COVID-19: la communauté Tosh de Boisbriand collabore, insistent les autorités

BOISBRIAND, Qc — La communauté juive orthodoxe Tosh de Boisbriand collabore avec la Ville, les policiers et la santé publique après avoir constaté une éclosion de cas de la COVID-19 parmi ses membres, ont insisté les autorités de la région, lundi.

La direction de la santé publique des Laurentides a procédé à une ordonnance de confinement pour 14 jours de la communauté juive, a-t-on confirmé dimanche.

Un service de sécurité communautaire a érigé un barrage au principal point d’entrée de la communauté, a indiqué la Régie intermunicipale de police Thérèse-de Blainville. Le seul autre point d’entrée a été fermé avec des barricades.

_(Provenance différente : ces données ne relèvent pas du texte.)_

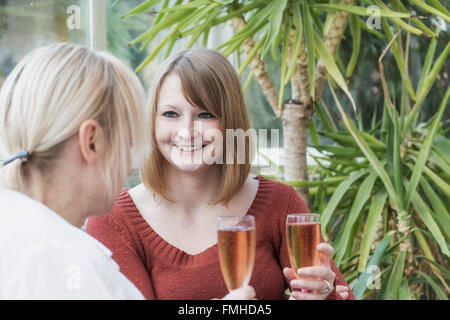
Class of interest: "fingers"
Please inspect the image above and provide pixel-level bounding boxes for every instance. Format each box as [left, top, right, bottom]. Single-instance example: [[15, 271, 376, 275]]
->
[[297, 266, 334, 281], [336, 285, 349, 300], [336, 285, 349, 293], [317, 243, 334, 266], [291, 280, 328, 291], [289, 291, 324, 300], [283, 268, 297, 282], [222, 286, 256, 300]]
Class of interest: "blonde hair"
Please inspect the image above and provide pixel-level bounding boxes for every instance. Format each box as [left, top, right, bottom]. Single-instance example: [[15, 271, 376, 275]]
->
[[141, 48, 253, 204], [0, 43, 148, 193]]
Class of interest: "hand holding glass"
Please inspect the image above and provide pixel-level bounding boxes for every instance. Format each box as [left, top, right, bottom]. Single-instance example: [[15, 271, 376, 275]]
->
[[217, 216, 256, 291]]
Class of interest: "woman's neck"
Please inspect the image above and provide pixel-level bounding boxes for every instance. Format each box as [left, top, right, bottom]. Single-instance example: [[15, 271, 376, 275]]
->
[[165, 167, 221, 211], [24, 168, 88, 228]]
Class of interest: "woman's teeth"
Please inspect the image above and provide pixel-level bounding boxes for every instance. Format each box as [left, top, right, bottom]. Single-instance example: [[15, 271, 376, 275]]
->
[[175, 145, 203, 152]]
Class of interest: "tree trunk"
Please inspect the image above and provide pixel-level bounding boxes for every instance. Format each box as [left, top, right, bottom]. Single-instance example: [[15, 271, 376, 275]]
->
[[281, 100, 312, 207], [314, 0, 355, 101], [282, 29, 314, 207], [233, 17, 279, 117]]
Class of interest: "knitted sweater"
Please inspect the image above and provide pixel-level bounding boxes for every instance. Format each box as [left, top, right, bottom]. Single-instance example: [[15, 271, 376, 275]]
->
[[87, 176, 355, 300]]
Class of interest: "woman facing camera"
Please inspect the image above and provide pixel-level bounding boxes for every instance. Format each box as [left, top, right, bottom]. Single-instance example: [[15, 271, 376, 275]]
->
[[0, 44, 252, 299], [87, 49, 354, 299]]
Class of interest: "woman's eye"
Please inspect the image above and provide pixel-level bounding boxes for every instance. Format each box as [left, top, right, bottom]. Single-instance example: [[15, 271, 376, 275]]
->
[[198, 112, 214, 119], [163, 111, 177, 118]]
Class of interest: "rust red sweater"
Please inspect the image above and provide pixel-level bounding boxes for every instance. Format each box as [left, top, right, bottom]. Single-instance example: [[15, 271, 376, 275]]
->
[[87, 176, 355, 300]]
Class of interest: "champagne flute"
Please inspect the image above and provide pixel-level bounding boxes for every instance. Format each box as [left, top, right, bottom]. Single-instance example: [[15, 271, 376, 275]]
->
[[286, 213, 320, 292], [217, 215, 256, 291]]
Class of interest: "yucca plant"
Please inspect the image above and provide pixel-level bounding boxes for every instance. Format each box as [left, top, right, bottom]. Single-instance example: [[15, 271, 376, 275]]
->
[[116, 0, 450, 202], [268, 34, 450, 300]]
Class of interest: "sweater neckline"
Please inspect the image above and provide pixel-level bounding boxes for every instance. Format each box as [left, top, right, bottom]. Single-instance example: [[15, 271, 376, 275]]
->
[[118, 176, 273, 266]]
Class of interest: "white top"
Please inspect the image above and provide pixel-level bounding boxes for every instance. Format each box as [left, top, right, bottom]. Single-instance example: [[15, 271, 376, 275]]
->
[[0, 190, 144, 300]]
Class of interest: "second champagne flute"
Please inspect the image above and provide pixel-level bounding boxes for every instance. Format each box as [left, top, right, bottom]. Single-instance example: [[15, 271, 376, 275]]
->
[[217, 215, 256, 291], [286, 213, 320, 280]]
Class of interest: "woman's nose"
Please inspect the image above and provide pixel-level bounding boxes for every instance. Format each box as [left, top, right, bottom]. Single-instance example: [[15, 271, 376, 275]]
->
[[175, 117, 202, 142]]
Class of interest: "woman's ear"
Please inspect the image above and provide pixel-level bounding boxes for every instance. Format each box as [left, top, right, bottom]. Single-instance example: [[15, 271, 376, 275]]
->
[[78, 119, 104, 165]]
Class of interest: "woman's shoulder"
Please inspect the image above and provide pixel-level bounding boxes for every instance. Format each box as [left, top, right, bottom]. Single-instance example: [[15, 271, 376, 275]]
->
[[86, 188, 141, 238], [255, 176, 295, 206]]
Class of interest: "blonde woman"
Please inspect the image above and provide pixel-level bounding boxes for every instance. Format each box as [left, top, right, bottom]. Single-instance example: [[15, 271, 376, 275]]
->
[[0, 44, 252, 299], [87, 49, 354, 299]]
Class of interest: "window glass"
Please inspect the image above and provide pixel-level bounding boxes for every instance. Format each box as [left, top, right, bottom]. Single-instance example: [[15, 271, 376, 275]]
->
[[0, 0, 89, 86]]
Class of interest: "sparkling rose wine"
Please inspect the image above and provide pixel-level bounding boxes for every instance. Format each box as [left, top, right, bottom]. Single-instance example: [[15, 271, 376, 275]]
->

Le directeur de santé publique des Laurentides, Éric Goyer, affirme qu’il y a jusqu’à maintenant une collaboration «hors pair» des membres de la communauté avec les partenaires municipaux et les policiers.

Ceux-ci sont sur place pour appuyer la communauté, «pas pour les surveiller», a-t-il précisé.

«C’est peut-être la décision la plus difficile de ma vie (…) mais c’est vraiment pour protéger les membres de la communauté, et ceux de la communauté qui vit près d’eux», a expliqué M. Goyer.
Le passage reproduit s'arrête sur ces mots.